In a bold move towards improving the survivability of aircraft flight recorders for commercial aircraft worldwide, Airbus is working in partnership with L3 Technologies and DRS Leonardo to combine and duplicate audio and data recorders, together with a automatically jettisoned recorder for use in longhaul and extensive overwater flight operations.
To start, the partnership is combining the flight data recorder with the cockpit voice recorder in one smaller device, the cockpit voice and data recorder (CFDR). The reduced size enables an Airbus A320 family aircraft to carry two of the fixed, crash-protected, combined recorders instead of one of each of the separate black boxes, increasing redundancy and the likelihood of readable information surviving a crash.
The data storage of the CFDRs will also increase, enabling a total of 25 hours of voice recording, and increasing the amount of data that is available to investigators, pursuant to aircraft tracking standard requirements from UN body ICAO and European safety regulator EASA. Current recorders are only required to contain two hours of voice recording.
For longhaul aircraft or those with significant overwater missions — including the A321LR, A330, A350 XWB and A380 — the partnership has designed the automatic deployable flight recorder (AFDR) as a separate jettisonable and float-capable unit automatically deployed in the event of water contact or what Airbus calls “significant structural deformation”. This would not, for example, include a hard landing, collision with catering truck, or similar mishap, the partnership confirmed in a press conference at the Paris Air Show.
The deployable AFDR will also contain 25 hours of cockpit voice recording alongside flight data recorder information, plus an emergency locator transmitter to aid the rescue and recovery effort. “The deployment mechanism for the recorder is a spring that’s preloaded,” Martin Munro, VP and general manager of DRS Leonardo’s Canadian facility confirmed.

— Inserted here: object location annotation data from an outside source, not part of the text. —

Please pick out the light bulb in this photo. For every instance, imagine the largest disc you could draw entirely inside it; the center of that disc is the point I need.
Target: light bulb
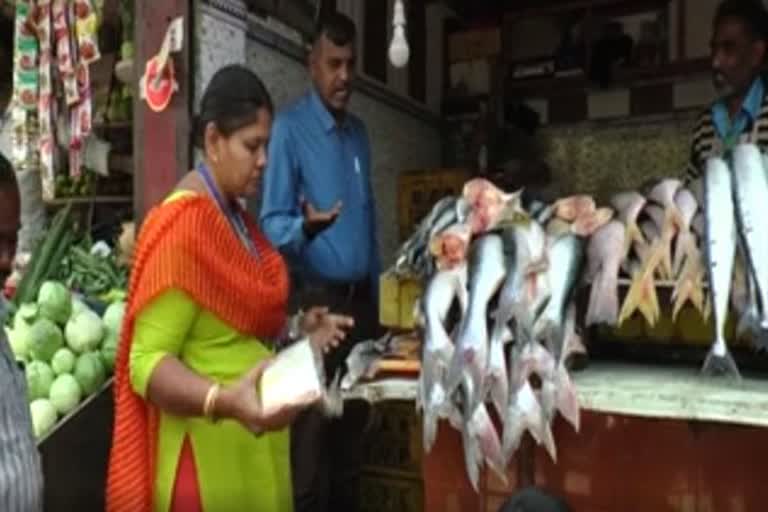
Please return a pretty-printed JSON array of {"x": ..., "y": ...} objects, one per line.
[{"x": 399, "y": 52}]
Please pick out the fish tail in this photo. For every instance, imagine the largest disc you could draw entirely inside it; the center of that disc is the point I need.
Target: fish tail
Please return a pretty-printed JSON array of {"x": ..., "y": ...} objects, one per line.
[
  {"x": 632, "y": 234},
  {"x": 681, "y": 294},
  {"x": 720, "y": 363},
  {"x": 472, "y": 456},
  {"x": 490, "y": 445},
  {"x": 603, "y": 300}
]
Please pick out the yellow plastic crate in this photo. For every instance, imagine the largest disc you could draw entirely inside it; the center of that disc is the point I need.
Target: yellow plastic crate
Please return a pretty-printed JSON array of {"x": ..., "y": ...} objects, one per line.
[
  {"x": 418, "y": 191},
  {"x": 397, "y": 301}
]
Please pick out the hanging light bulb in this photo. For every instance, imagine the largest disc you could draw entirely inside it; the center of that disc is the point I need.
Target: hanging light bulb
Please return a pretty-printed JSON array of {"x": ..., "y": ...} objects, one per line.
[{"x": 398, "y": 48}]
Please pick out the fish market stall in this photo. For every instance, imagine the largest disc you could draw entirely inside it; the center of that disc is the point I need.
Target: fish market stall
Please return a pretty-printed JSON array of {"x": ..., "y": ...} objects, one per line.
[{"x": 509, "y": 294}]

“When a series of ball bearings are released, the shaft comes up and causes the recorder — the beacon airfoil unit, as we call it — to release from its tray. There are two mechanisms for triggering the deployment of the recorder. One is a loop in the aircraft that detects the structural deformation of the aircraft, and that triggers the deployment. There’s also a hydrostatic switch built into this unit, and as the unit goes down below two meters in the water it will automatically trigger the release.”
Airbus expects to receive certification and launch the system in 2019, initially on the A350, Airbus’ commercial EVP of engineering Charles Champion confirmed.
“Connectivity is managed in a different manner,” Champion said. “This is only storage, passive in a way. In parallel we are working with Rockwell Collins in order to be able to transmit data. This is a solution that is not on all aircraft — it depends a lot on what is the connectivity solution chosen by the airline. The challenge is to have full connectivity coverage in order to transmit the data. I think they are complimentary. We are discussing also and working currently in terms of transmitting data, but not associated with this. They are two separate avenues.”
While Kris Ganase, President of L3 Aviation Products Sector, noted that “right now we are just talking to Airbus” regarding the technology, Champion confirmed that Airbus does not intend to keep the technological advances in recorder type and audio quantity to itself: “We have no patent on that, and as it is an improvement of safety, this is free for L3 to discuss with other manufacturers if they wish to introduce it on their aircraft.”